Monday, August 27, 2018

From the Annals of Overdiagnosis


Perspective article
Income and Cancer Overdiagnosis — When Too Much Care Is Harmful
H. Gilbert Welch, M.D., M.P.H., and Elliott S. Fisher, M.D., M.P.H.
N Engl J Med 2017; 376:2208-2209

There are scores of articles on over-medicalization, over-diagnosis and over treatment.  This short Perspective piece in the New England Journal of Medicine by H.G. Welch and Elliott Fisher is a great introduction to this topic.



“Although higher-income people live longer than poorer individuals, there is little evidence that people with higher incomes live longer because they receive more medical care.  In fact, there are reasons to wonder whether wealthier people receive too much care.

We used data from the SEER program to examine incidence and mortality trends for four types of cancer whose reported incidence is known to be sensitive to observational intensity: breast cancer, prostate cancer, thyroid cancer, and melanoma. The combined incidence of these cancers has been rising in all U.S. counties, but there hasn’t been a parallel increase in cancer-specific mortality — which suggests that considerable over-diagnosis may be occurring.

We found that high-income counties have experienced markedly greater increases in incidence than low-income counties since 1975; but mortality rates are similar in high and low income counties.  The graph also shows that combined mortality from the four cancers is similar in high- and low-income counties, suggesting that the underlying disease burden is similar. What’s more, mortality hasn’t been increasing — as one might expect given the increasing incidence in some areas — but rather decreasing, reflecting decreasing mortality from breast and prostate cancer in particular.
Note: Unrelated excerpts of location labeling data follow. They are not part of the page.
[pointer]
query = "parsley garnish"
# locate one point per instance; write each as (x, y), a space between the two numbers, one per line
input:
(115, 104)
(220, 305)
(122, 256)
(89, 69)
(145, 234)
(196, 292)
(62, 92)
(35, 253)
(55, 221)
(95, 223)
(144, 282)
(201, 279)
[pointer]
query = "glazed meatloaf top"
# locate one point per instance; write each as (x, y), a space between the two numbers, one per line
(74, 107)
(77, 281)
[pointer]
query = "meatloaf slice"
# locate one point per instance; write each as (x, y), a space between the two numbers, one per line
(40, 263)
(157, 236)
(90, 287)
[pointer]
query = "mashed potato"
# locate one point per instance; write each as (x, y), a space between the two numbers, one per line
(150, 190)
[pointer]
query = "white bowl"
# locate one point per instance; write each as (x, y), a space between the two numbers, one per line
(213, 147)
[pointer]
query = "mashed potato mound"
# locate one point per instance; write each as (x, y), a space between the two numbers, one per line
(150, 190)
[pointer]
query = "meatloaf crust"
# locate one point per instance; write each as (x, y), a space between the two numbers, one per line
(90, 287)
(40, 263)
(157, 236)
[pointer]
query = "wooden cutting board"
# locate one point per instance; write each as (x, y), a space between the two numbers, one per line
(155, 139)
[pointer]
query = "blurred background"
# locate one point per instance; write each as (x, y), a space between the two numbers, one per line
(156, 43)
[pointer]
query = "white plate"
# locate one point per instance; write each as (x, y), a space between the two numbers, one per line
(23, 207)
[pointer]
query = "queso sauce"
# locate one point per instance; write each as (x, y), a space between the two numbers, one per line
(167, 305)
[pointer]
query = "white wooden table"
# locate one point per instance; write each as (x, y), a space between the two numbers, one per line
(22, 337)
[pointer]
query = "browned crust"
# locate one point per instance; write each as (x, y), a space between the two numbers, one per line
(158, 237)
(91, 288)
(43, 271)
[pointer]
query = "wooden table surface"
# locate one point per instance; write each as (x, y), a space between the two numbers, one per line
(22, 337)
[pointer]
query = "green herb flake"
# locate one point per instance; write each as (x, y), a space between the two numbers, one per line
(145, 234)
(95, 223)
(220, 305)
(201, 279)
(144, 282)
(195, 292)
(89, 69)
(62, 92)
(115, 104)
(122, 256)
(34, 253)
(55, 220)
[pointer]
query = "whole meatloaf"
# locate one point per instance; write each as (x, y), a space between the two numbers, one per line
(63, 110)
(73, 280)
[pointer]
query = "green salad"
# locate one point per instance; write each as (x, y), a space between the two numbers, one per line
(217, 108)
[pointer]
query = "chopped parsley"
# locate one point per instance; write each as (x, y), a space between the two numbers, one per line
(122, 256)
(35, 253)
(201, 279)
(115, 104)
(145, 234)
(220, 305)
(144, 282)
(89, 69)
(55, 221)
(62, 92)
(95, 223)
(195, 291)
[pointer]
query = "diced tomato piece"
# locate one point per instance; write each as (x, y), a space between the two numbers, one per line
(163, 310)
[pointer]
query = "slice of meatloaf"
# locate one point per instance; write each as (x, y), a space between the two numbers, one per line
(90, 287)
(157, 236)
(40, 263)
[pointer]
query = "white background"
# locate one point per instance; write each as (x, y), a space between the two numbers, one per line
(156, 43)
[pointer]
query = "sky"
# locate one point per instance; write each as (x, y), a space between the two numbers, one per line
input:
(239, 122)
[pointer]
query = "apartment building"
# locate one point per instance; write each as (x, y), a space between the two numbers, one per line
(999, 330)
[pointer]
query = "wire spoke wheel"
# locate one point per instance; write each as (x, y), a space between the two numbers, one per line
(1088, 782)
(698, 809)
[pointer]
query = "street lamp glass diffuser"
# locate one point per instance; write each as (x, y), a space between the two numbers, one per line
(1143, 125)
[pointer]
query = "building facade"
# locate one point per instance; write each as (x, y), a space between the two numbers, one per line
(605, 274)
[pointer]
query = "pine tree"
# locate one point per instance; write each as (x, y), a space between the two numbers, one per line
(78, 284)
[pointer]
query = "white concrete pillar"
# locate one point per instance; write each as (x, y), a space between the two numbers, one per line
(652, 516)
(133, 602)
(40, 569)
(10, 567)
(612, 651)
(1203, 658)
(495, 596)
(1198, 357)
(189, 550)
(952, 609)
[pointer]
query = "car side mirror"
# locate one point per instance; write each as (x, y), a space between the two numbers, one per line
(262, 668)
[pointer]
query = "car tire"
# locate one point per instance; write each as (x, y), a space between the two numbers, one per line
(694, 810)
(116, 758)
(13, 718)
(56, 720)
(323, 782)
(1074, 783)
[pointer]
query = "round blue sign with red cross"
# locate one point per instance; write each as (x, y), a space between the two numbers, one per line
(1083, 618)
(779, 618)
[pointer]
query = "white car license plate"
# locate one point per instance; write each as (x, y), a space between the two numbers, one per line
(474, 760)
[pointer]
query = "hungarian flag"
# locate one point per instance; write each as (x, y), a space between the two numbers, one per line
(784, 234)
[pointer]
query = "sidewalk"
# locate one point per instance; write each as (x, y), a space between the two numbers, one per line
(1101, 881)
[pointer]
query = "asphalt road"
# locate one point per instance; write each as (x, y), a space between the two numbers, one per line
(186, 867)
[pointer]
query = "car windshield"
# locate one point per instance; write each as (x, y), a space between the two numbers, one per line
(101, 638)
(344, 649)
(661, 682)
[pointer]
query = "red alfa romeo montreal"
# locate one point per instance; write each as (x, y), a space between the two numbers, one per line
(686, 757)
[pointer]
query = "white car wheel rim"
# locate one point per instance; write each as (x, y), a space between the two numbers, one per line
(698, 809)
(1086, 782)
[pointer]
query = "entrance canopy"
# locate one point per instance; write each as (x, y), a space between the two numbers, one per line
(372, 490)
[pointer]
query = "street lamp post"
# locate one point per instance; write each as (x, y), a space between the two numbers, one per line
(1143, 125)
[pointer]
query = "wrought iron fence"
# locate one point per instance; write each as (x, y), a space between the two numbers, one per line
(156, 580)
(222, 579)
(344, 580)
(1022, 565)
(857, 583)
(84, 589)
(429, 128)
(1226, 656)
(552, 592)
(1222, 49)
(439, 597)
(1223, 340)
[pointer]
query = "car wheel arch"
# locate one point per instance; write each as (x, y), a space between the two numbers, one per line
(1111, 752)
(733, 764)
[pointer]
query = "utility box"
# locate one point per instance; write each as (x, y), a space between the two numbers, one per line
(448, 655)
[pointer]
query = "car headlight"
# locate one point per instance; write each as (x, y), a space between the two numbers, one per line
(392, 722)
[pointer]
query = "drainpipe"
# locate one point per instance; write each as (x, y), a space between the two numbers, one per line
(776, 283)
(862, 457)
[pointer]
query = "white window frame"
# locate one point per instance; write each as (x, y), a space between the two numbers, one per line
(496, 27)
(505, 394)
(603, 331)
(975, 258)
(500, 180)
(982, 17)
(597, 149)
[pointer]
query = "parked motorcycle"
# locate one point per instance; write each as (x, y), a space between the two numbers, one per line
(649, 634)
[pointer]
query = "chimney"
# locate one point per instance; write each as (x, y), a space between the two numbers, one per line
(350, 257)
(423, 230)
Excessive screening is responsible for the increasing rates and this has had no impact on overall morality.  Excessive testing of low-risk people produces real harm, leading to treatments that have no benefit (because there is nothing to fix) but can nonetheless result in medication side effects, surgical complications, and occasionally even death.
Physicians have overstated medicine’s role in promoting health. In so doing, we may have unintentionally devalued the role of more important determinants of health for people at every income level — healthy food, regular movement, and finding purpose in life.”